Both equities and bonds declined over the week as investors assessed the potential for further monetary policy tightening from the US Federal Reserve (Fed). Jay Powell, Fed Reserve Chair, warned of further rate rises in a Q&A at the Economic Club of Washington; his remarks were in fact interpreted as less hawkish than investors anticipated. However, it was comments from other Fed officials throughout the week that weighed on markets. Raphael Bostic, president of the Fed’s Atlanta branch, remarked that January’s strong jobs report could lead to a higher peak in interest rates, whilst Minneapolis Fed president Neel Kashkari said that ballooning jobs growth was proof that the Fed needed to “raise rates aggressively”.
These comments contributed to the US equity market finishing lower by -1.33% as of 11am London time, with the technology index dropping -1.81% over the week. In Europe, market falls were less pronounced with the UK index down -0.69% and the European index falling -0.81%. Losses in Europe were limited after new German inflation figures reassured investors that the European Central Bank may not have to raise rates more than expected to combat rising inflation. German inflation slowed to 9.2% in January year on year, below economists’ expectations.

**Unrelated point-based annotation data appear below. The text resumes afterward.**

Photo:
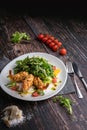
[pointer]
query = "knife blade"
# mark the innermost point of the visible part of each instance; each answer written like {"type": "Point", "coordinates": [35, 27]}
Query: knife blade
{"type": "Point", "coordinates": [79, 74]}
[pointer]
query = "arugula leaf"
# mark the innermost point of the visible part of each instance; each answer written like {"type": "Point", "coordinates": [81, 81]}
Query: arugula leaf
{"type": "Point", "coordinates": [65, 102]}
{"type": "Point", "coordinates": [18, 36]}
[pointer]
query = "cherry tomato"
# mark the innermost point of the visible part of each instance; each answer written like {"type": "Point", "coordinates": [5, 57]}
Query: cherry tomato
{"type": "Point", "coordinates": [13, 88]}
{"type": "Point", "coordinates": [54, 80]}
{"type": "Point", "coordinates": [54, 67]}
{"type": "Point", "coordinates": [40, 36]}
{"type": "Point", "coordinates": [62, 51]}
{"type": "Point", "coordinates": [48, 41]}
{"type": "Point", "coordinates": [51, 44]}
{"type": "Point", "coordinates": [47, 35]}
{"type": "Point", "coordinates": [55, 48]}
{"type": "Point", "coordinates": [35, 94]}
{"type": "Point", "coordinates": [51, 37]}
{"type": "Point", "coordinates": [59, 44]}
{"type": "Point", "coordinates": [56, 41]}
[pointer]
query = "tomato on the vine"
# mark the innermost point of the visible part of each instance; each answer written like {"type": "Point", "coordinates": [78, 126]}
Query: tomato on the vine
{"type": "Point", "coordinates": [62, 51]}
{"type": "Point", "coordinates": [55, 48]}
{"type": "Point", "coordinates": [51, 44]}
{"type": "Point", "coordinates": [56, 41]}
{"type": "Point", "coordinates": [59, 44]}
{"type": "Point", "coordinates": [44, 39]}
{"type": "Point", "coordinates": [54, 80]}
{"type": "Point", "coordinates": [35, 94]}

Japan was one of the bright spots, finishing higher by 0.85%, after robust earnings outlooks from domestic firms. Whilst in China, stocks also ended the period lower due to heightened US-China tensions as Beijing condemned Washington’s decision to shoot down a Chinese balloon that traversed American airspace. The Hong Kong index was down -2.17% and the Shanghai composite finished lower by just -0.08%.
In economic news, the UK economy just managed to avoid a technical recession, defined as two consecutive quarters of negative growth. Despite negative growth in Q3, GDP growth for Q4 2022 was reported as flat according to the Office for National Statistics. This met analyst expectations, but the reading was weaker than the Bank of England’s own forecast. Despite better October and November growth, it was the month of December that wiped out gains due to widespread strikes and the cost-of-living crisis hitting households and business activity.
After hawkish statements from Fed officials, as well as the stronger jobs report from last Friday, US treasury yields (which move inversely to the bond price) rose sharply. As of 11am London time, 2-year Treasury yields which are more sensitive to potential interest rate changes, rose 22bps to 4.51% whilst the 10-year benchmark yield rose 18bps to 3.70%. Equivalent 10-year German bunds and UK Gilts also suffered with their yields rising by 17bps and 32bps to trade at 2.36% and 3.37% respectively.
In response to EU sanctions and the price cap imposed on Russian oil, today the Russian government announced it would reduce production by 500,000 barrels a day to support the price and “restore market relations”. The Brent crude price jumped by 2% on the news and as of 11am London time Brent is trading at $86.15 per barrel. WTI crude is trading at $79.54 per barrel. The price had already been rising steadily over the week with recovering demand in China. In other commodity news, European natural gas futures continued to decline, with the Netherlands Natural Gas 1-month forward future falling another 8.08% this week, which will be welcome news for European consumers.